Laurence Barbero a eu l’excellente idée d’imaginer une galerie d’art contemporain sélecte et dynamique en plein coeur de Saint-Raphaël.Mais à force de renouveler ses expositions temporaires,elle a fini par attirer de plus en plus d’artistes et son local du centre-ville a fini par devenir un peu étroit.Alors lorsqu’il a fallu accueillir le binôme Attila Rajcsok – Yoo Yong-Sang, il fallait trouver un nouvel endroit : le Clos des Roses, évidemment, était sa première option…et ça fonctionne parfaitement bien. Pour un sculpteur «organique» qui plie de l’acier,et une peintre ultra réaliste capable de donner l’illusion du réel en peinture (très impressionnant sur la représentation des liquides, vous devez absolument aller voir ça), le Clos sera le temps d’un été,l’écrin de choix qui leur donnera du mordant.

Désir d’ouverture

«Je pense que nous devons de plus en plus nous ouvrir aux artistes européens», explique Laurence Barbero. «Art Life nous a permis de rencontrer d’autres galeristes,comme la Galerie 89 à Paris par exemple, cela nous permet de faire des échanges et de créer de la dynamique. On essaye de faire des choses différentes à chaque fois, d’ouvrir un portail à des artistes différents, de rendre l’art contemporain un peu plus populaire.On peut désormais ambitionner d’envoyer des artistes locaux exposer à l’étranger, grâce à toutes ces rencontres.C’est ainsi que l’on aimerait sse tourner vers l’avenir».

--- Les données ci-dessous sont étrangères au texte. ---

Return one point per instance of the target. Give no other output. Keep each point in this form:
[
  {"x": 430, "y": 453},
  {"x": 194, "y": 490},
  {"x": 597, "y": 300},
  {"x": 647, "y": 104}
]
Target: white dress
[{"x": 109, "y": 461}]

En attendant de suivre les aventures extra-territoriales de nos artistes locaux, découverts et mis en lumière grâce au travail d’Art Life, vous pouvez aller halluciner devant les oeuvres du Hongrois et du Coréen exposées actuellement au Clos des Roses,jusqu’au 29 août.Y compris dans la salle où l’on peut tester les vins, ce qui ne gâche rien.